When her result came out, she had done well. Really well.
Hope came back.
But then came the waiting.
Admission lists were released.
Her name wasn’t there.
She checked again. And again. Supplementary list? Nothing.
People started giving advice—unsolicited, sometimes frustrating.
“Do you know anyone inside?”
“Maybe change your course first.”
“You know these things need money…”
Money.
That word kept coming up, like a quiet wall she couldn’t see over.
She decided to try one more time.
But life didn’t wait for her plans.
Her father passed away.
Just like that, everything changed.
School became something distant. Survival came closer. Her mother’s shop couldn’t carry the family anymore, and as the first child, Amaka stepped in without being asked.
She started spending more time in the shop. Then she picked up small side jobs—helping a tailor, selling food in the evenings, doing whatever she could to support the house.
Books slowly disappeared from her daily life.
Not because she stopped loving them, but because there was no time left.

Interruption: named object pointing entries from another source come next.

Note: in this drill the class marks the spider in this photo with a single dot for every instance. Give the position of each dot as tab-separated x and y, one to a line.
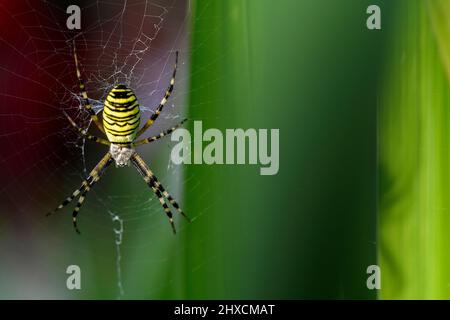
121	119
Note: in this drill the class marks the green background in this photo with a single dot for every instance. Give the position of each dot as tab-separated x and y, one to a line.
363	173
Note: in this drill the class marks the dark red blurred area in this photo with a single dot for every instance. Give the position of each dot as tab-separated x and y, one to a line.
38	79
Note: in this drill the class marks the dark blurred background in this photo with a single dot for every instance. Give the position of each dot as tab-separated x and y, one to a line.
308	68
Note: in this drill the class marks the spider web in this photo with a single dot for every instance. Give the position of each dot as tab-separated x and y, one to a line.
43	159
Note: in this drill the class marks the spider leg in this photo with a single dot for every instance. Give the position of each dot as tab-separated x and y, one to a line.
157	188
163	101
159	136
84	134
93	177
86	104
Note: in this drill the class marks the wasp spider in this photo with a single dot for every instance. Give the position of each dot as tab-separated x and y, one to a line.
121	118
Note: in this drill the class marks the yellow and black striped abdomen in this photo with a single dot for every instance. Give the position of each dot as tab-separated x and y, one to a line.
121	115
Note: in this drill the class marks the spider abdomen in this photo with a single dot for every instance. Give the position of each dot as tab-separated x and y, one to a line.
121	115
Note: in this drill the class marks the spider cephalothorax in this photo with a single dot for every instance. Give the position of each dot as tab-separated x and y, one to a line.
121	119
121	153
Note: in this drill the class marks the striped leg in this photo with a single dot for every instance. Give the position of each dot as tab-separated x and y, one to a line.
84	134
94	180
86	104
159	136
157	188
93	177
163	101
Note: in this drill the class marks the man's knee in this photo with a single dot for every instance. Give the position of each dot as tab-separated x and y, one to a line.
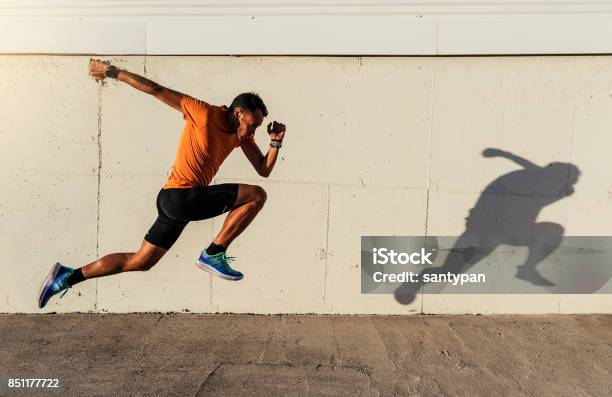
260	196
142	263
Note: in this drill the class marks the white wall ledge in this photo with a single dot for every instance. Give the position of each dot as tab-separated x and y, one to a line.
485	27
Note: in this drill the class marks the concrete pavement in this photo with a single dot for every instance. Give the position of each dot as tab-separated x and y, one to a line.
295	355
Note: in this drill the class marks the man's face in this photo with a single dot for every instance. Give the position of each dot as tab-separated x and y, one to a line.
249	121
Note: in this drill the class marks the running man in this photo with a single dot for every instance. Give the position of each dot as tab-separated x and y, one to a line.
210	134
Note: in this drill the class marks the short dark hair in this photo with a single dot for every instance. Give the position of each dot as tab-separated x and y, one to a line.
249	101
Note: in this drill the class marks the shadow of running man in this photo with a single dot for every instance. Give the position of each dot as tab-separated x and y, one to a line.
506	213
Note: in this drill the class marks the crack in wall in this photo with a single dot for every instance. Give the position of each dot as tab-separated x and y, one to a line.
99	143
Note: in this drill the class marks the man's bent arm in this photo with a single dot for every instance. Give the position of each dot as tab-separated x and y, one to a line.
268	162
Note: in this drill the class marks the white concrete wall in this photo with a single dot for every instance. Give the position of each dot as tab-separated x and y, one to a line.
375	146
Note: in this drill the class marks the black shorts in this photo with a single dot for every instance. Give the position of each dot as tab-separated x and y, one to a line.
177	206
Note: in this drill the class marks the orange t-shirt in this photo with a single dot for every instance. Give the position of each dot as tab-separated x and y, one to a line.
205	143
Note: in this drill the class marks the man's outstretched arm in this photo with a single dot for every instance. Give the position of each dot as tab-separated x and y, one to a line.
100	70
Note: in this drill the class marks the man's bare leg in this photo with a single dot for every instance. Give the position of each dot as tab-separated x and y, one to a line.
249	202
146	257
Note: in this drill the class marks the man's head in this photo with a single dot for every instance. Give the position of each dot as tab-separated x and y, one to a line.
246	113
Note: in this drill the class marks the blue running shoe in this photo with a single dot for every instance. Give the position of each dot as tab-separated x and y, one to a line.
218	265
54	282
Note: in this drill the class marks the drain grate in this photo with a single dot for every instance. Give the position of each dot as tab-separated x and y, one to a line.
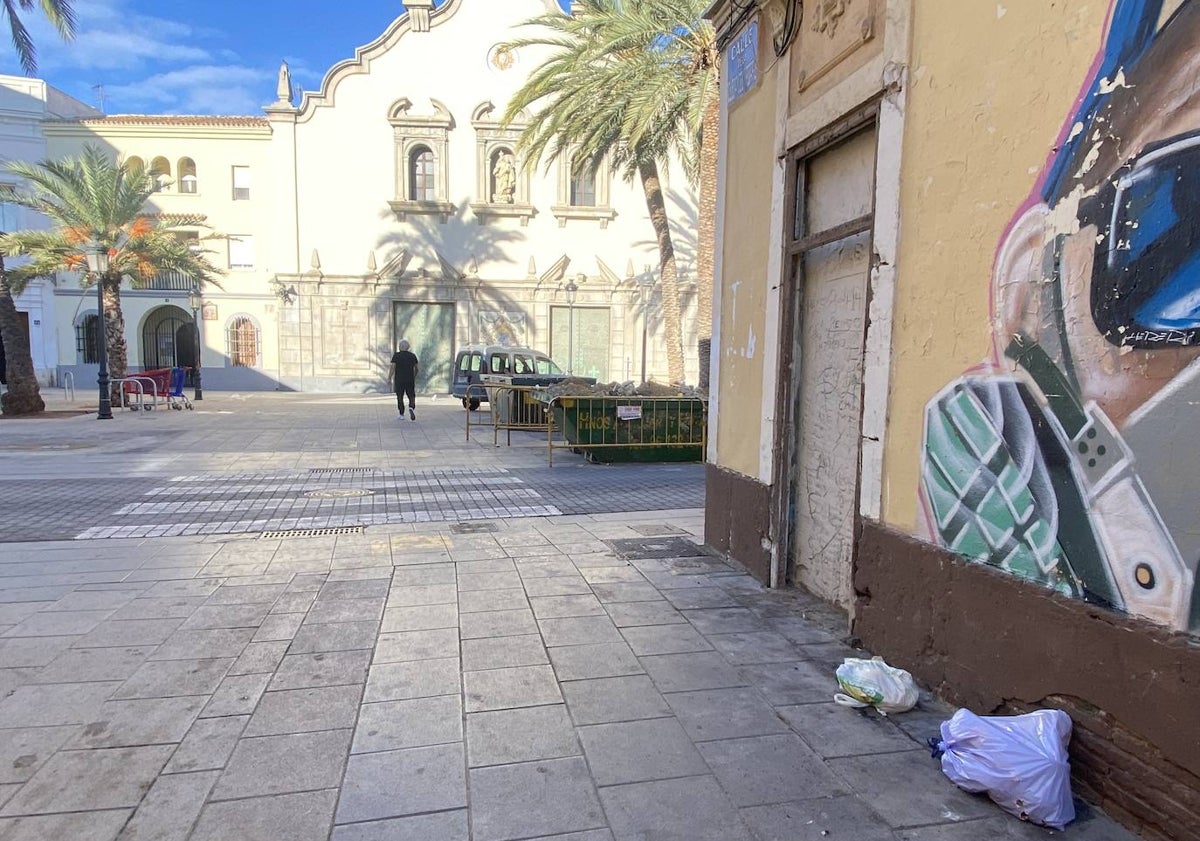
473	528
642	548
312	533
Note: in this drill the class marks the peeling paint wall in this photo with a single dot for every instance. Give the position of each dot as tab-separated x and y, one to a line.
1051	229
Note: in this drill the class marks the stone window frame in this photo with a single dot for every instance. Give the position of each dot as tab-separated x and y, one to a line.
490	138
411	132
601	211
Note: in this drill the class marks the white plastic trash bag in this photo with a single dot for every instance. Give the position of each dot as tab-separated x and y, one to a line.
1020	761
873	683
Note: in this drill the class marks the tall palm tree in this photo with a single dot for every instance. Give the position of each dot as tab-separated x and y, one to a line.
629	82
58	12
94	198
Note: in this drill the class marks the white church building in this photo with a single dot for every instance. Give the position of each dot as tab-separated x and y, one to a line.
384	205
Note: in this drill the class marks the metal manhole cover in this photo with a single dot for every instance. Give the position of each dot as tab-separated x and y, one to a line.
641	548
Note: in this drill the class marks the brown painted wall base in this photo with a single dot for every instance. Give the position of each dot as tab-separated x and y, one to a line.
737	517
994	643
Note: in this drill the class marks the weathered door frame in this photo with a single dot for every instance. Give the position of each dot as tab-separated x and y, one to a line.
796	242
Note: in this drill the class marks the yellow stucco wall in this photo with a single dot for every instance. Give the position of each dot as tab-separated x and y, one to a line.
744	276
990	85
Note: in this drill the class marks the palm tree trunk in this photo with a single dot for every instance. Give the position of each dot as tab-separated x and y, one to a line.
706	245
114	334
672	322
23	396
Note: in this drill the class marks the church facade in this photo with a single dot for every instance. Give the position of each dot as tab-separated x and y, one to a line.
388	204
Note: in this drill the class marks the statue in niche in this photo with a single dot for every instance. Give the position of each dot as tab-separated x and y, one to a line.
504	178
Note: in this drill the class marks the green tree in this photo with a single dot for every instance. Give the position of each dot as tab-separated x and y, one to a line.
58	12
94	198
631	82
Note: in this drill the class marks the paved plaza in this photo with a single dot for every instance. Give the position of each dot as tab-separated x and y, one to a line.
297	618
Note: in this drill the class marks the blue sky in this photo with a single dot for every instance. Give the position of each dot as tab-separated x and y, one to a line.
183	56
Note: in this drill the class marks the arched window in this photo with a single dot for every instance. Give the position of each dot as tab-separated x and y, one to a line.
88	340
243	342
421	175
187	182
161	169
583	187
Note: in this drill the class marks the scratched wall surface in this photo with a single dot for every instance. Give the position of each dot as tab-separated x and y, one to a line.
1062	456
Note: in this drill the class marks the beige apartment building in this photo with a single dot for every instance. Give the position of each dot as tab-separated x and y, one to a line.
957	332
387	204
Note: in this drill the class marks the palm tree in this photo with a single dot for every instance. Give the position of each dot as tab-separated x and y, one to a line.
58	12
629	82
94	198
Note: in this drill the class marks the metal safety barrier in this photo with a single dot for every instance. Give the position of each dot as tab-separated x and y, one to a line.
628	428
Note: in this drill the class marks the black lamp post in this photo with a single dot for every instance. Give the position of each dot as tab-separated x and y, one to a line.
571	289
197	302
96	254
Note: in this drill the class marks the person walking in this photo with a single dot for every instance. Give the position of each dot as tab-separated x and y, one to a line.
402	374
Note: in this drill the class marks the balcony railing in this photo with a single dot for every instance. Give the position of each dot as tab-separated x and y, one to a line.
171	281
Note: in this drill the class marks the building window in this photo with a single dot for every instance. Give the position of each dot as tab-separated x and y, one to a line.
583	188
241	251
187	182
421	175
241	342
88	340
241	184
161	169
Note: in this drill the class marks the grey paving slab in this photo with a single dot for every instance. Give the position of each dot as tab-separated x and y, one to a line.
497	624
665	640
336	637
323	668
690	809
603	660
102	826
835	731
437	827
508	688
396	784
406	646
634	751
295	817
277	764
551	797
208	745
237	695
688	672
511	736
24	750
907	788
172	678
299	710
421	618
415	722
78	781
49	704
838	817
579	630
413	679
503	652
607	700
171	808
147	721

She would still look at hospitals when she passed by. Sometimes she slowed down a bit, watching doctors and nurses move in and out, feeling something twist quietly inside her.

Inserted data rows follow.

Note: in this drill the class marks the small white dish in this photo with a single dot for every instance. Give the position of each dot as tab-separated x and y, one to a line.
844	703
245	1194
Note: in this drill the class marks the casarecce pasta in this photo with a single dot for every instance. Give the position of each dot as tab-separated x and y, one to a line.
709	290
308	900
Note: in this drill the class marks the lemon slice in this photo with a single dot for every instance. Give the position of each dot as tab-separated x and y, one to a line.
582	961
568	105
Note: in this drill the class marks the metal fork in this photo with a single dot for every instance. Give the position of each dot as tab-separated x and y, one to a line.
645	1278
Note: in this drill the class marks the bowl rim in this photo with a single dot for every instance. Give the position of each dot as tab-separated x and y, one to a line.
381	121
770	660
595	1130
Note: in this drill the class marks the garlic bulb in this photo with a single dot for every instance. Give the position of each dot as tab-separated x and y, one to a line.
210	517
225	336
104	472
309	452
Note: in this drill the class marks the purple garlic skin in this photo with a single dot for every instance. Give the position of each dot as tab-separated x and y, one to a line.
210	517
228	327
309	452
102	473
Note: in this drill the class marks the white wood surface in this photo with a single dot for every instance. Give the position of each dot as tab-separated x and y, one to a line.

Her friends moved on. Some got into university. A few even started studying medicine—the very thing she had dreamed about for years.
She celebrated them, truly. But after the smiles faded, there was always that silence she had to sit with.
Years went by.
One afternoon, a little girl ran into the shop crying, her knee bleeding from a fall. The mother looked flustered, trying to calm her.
Amaka stepped forward without thinking.
“Come, let me see,” she said softly.
She cleaned the wound, spoke gently, distracted the child with small talk until the crying reduced.
“Thank you,” the woman said, relieved. “Are you a nurse?”
Amaka paused for a second.
So many answers rushed through her mind, but none of them felt right.
She smiled, a little faintly. “No… I just know small things.”
That night, she lay awake longer than usual.
For once, she didn’t push the thoughts away.
She allowed herself to sit with it fully—the dream, the effort, the way things had turned out.
She didn’t become a doctor.
Not because she was lazy.
Not because she didn’t have the brains.
But because life happened in ways she couldn’t control.
Still, something remained.
People in her area came to her for small help—cuts, minor burns, basic care. She learned more about first aid. Sometimes she volunteered at a nearby clinic when they needed an extra hand.
It wasn’t the life she had imagined as a child.
But in small, quiet ways, she still found herself doing what she once loved.
And every now and then, usually when everything was quiet, she would whisper it—not loudly, not boldly like before, but softly.
“I wanted to be a doctor.”
It didn’t sound like a plan anymore.
It sounded like something she once held very tightly… and somehow had to let go.